Setelah mendengar kata-kata lelaki tua itu, semua anggota keluarga di barisan depan saling bertukar pandang. Paman tertua Zhang Tie kemudian memanggil dengan ringan, “Papa…”
“Semua orang akan mati, jangan takut akan hari itu. Itu adalah hukum alam dan metabolisme keluarga Zhang kita…” Lelaki tua itu melambaikan tangannya dengan penuh wibawa, menghentikan semua orang untuk menghiburnya lebih lanjut. Meskipun kesehatannya buruk, martabat lelaki tua itu di keluarga Zhang sangat sakral. Ia berkata, “Baiklah, jangan bicarakan itu. Ini adalah hari raya keluarga Zhang. Aku ingin melihat momen-momen gemilang cucuku di depan umum…”
…
Semua VIP membentuk area kecil berbentuk kipas di sekitar tempat acara. Di seberang tempat duduk keluarga Zhang, duduk Bai Suxian dan seorang pria lainnya.
Pria itu tampak sedikit lebih tua dari Bai Suxian. Dengan jubah sutra boa dan ikat pinggang giok serta sulaman gagak yang menggambarkan dua naga bermain bola, ia tampak mirip dengan Bai Suxian. Namun, wajahnya sedikit lebih lebar. Ia tampak sedikit tegas, mulia, dan bermartabat dengan dua janggut hitam maskulin yang indah dan sepasang pupil mata yang gelap, dalam, dan berkilau.

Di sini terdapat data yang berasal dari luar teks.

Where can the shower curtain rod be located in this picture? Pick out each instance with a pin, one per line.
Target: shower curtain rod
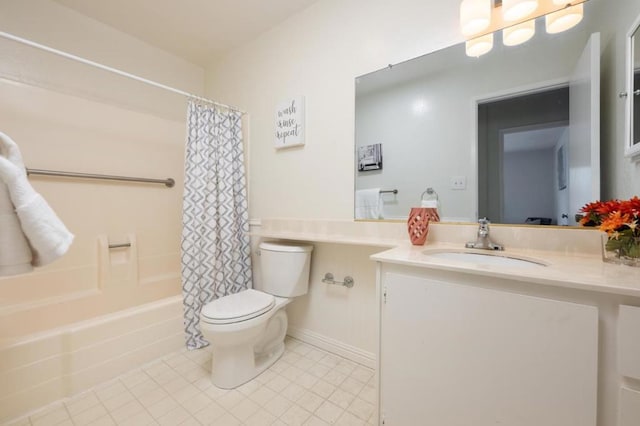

“4 dari 7 sekte teratas di Negara Taixia dan 7 klan gubernur provinsi di Wilayah Militer Timur Laut saat ini berada di sini. Bahkan Lembah Pembunuh Iblis pun menugaskan orang-orang ke sini. Para tetua Klan Qin dan Klan Fan di Provinsi Yingzhou juga telah tiba di sini. Adikku, kau benar-benar visioner. Zhang Tie memang luar biasa. Tidak heran dia bisa begitu terkenal di seluruh Negara Taixia hanya setelah datang ke Negara Taixia selama beberapa tahun!” Yang Mulia dari Istana Tuan Guangnan melirik sekeliling istri dan anak-anak Zhang Tie sambil berbicara secara rahasia kepada Bai Suxian yang duduk di sampingnya dengan senyum dewasa dan menawan, “Yang lebih penting, istri-istri Zhang Tie semuanya rakyat biasa. Jika kau menikah dengannya, kau mungkin masih memiliki hak untuk berbicara di keluarga Zhang Tie. Jika demikian, ayah akan merasa tenang. Aku di sini bukan tanpa alasan…”
“Hentikan omong kosong itu. Itu bukan urusanmu. Apakah kau sudah membawa cukup hadiah?” Bai Suxian menjawab dengan garang secara rahasia sambil tetap mempertahankan sikap seorang putri dengan senyum.
“2.000 kristal elemen air, 20 juta koin emas, 2.000 pasang gading giok dan tanduk badak elemen bumi, 2.000 peti permata, 5.000 kg emas ungu berbintang, 200.000 kg kayu cendana kelas atas, 2.000 peti berbagai obat-obatan kelas atas dan teh persembahan di perbatasan selatan, 80.000 m kain sutra boa emas, 2.000 pengrajin domestik yang dilatih sebagai orang-orang yang berkorban dan Kota Bintang Surgawi di dekat Danau Bintang Surgawi di perbatasan selatan. Orang tua itu mengirimkan 6 perahu udara awan ungu untuk mengangkut hadiah-hadiah ini dari perbatasan selatan. Sepertinya orang tua ini puas dengan menantunya ini…”
“Sangat sedikit…” Bai Suxian cemberut sambil berkata dengan tidak puas.
Setelah mendengar kata-kata Bai Suxian, Yang Mulia dari Istana Tuan Guangnan tersedak air liurnya dan langsung batuk, menarik perhatian orang-orang di sekitarnya.